I am female assigned but I am definitely not a woman, that just doesn't fit with my self-concept at all. There are plenty of things I like about being feminine, but actually being a *woman* is wrong and it upsets me that my body is doing that. I have identified as FtM for a few years, and I feel male, but I can't really get my head around being visibly masculine. I feel like in order to be a man I should want to be big, buff, hairy, deep-voiced, etc. but all of that stuff would make me sad. I love being little, cute, soft, and even a bit delicate. I like to know I'm able to pass as male, but trying to live as a man involves a lot of faking and repressing an important side of myself.
What I'd miss is a feeling of being very femme and girly, which brings me so much joy and amusement in my life. I purposefully try to be totally over the top cute and childish, that's me. I love hair bows, jewelry, skirts, the color pink, and my custom built Hello Kitty computer. I tend to keep this stuff hidden away in my room though, because it looks like a total contradiction to the male identity I'm trying to establish.
I mostly like the way I look (clothed) and I don't mind random people on the street seeing me as a woman.
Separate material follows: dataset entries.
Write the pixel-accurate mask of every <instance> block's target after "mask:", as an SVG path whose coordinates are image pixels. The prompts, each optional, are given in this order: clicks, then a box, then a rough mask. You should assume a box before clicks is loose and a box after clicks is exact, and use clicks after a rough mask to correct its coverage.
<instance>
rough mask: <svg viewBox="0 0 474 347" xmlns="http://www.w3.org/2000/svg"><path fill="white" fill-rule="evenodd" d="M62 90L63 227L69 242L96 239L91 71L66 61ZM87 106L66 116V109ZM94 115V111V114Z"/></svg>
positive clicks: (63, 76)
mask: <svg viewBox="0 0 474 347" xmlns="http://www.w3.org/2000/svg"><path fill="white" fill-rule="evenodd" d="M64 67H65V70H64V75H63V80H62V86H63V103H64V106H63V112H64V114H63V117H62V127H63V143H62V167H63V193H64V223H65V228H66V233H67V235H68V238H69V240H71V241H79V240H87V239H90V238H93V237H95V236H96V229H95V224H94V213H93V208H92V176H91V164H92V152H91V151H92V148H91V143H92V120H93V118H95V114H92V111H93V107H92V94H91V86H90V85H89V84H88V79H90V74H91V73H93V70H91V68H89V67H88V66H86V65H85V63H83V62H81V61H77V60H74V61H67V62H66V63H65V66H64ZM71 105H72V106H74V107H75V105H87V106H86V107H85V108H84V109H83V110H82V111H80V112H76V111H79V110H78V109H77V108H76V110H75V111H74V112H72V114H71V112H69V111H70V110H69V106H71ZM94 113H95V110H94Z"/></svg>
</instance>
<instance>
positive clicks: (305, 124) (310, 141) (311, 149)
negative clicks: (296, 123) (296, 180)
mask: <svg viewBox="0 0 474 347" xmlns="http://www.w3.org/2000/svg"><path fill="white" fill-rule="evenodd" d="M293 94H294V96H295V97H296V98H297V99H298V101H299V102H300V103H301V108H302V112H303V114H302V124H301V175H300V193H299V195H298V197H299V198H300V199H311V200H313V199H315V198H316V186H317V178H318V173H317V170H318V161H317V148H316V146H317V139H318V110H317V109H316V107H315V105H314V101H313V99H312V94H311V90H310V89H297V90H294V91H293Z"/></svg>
It just disturbs me that in some way I physically am a woman for real, because it's not right. I feel like I was born into a costume I can't take off, and I definitely like prancing around in the costume sometimes, but it's still a costume and not me. The important people in my life have learned to recognize me through the disguise, but it's not enough. It bothers me that the costume has gotten inside my body, when it should be skin deep at the most.
In particular, I can't bear having a period, it is just so disgusting and miserable having the baby-making stuff come out of me. I wish all the "female" reproductive organs and genitals were magically gone, and I'd prefer to have a functioning but easily hidable penis instead. I've also grown very unhappy with my breasts, and I've been binding them for years even though I like breasts in general. It just bothers me that they're attached and I can't just be flat there when I'm topless.
I really like the looks of glamorous androgyny such as David Bowie, goth dudes in skirts and eyeliner, Japanese anime guys, flamboyant FtMs pre-T, and young boys cross-dressing. Anything that is fabulous, lovely, femme... but also male.
Whoa, so, anyone else around these parts have something in common with me, or just think I'm confusing and want to ask personal questions?